Ela usava um modelito caro e exalava um perfume francês último grito. Cheguei mais perto daquele pecado ambulante. Perto demais. Ela já segurava uma Webley apontada para o meu coração. Uma bela arma em uma bela mão.
“Por acaso sua mãe nunca lhe disse para não falar com estranhos, senhor Marcuse?”
Eu nunca havia conhecido minha mãe e fora criado em um orfanato violento da Zona Norte, mas isso não vinha ao caso naquele momento. À medida que o cano da Webley pressionava meu peito, as palavras da beldade fatal ficavam cada vez mais ásperas.
“O senhor matou meu irmão naquela tentativa de assalto ao banco Weismann. Agora vou lhe dar o troco...”
Sim, aquilo foi há muito tempo; um dos meus primeiros casos em Beta-Siridó. Mas com a morte prestes a me abraçar, eu não pude evitar as tais últimas palavras de um condenado.
“Escute aqui, boneca. Eu posso ser um cara durão, antisocial e dono de uma coleção de mais de 6000 rótulos de cerveja, mas uma coisa eu reconheço: você tem potencial, docinho. E isso ninguém vai poder tirar de você...”
Eu acendi o que podia ser meu último cigarro. Com lágrimas nos olhos, ela baixou o trabuco.
“Beije-me, senhor Marcuse...”
“Eu posso fazer melhor que isso, baby...”
Não havia dúvidas de que ela era irmã daquele debilitado mental.

Um caso para Padawan Marcuse, detetive particular do nível M de Beta-Siridó

Era noite de crime na megalópole de Beta-Siridó. Um figurão da Zona Leste metido com jogos de azar e contrabando de armas. Com um movimento que podia ser interpretado como puro ódio, Padawan Marcuse, projetou a guimba de seu Tiparillo de encontro ao hidrante e estudou a cena do crime. O corpo mutilado jazia em uma posição das mais bizarras, como se a vítima estivesse rezando uma última vez ajoelhada e cabisbaixa na calçada.

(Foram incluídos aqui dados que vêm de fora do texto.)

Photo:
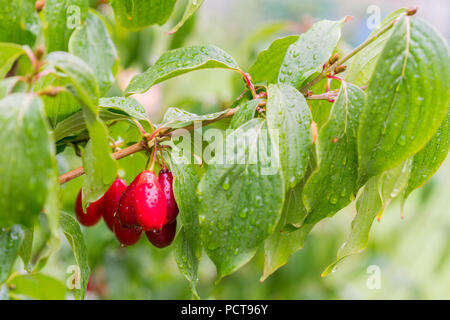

A poça de sangue aos poucos se misturava com a água do esgoto e produzia um espetáculo de horror barato.
Marcuse acendeu outro Tiparillo, deus umas baforadas e caminhou na direção de um dos guardas que protegiam o local. Era um sujeito magro, de olhos esbugalhados e que cheirava a salaminho. Seu uniforme estava amassado e ele não parava de batucar o dedão de sua mão direita no distintivo cromado. Um novato. Com um ar de quem não quer nada, Marcuse mostrou suas credenciais. O guarda apenas fez um sinal de positivo com a cabeça.
“O que temos aqui, chefe?”, perguntou Marcuse.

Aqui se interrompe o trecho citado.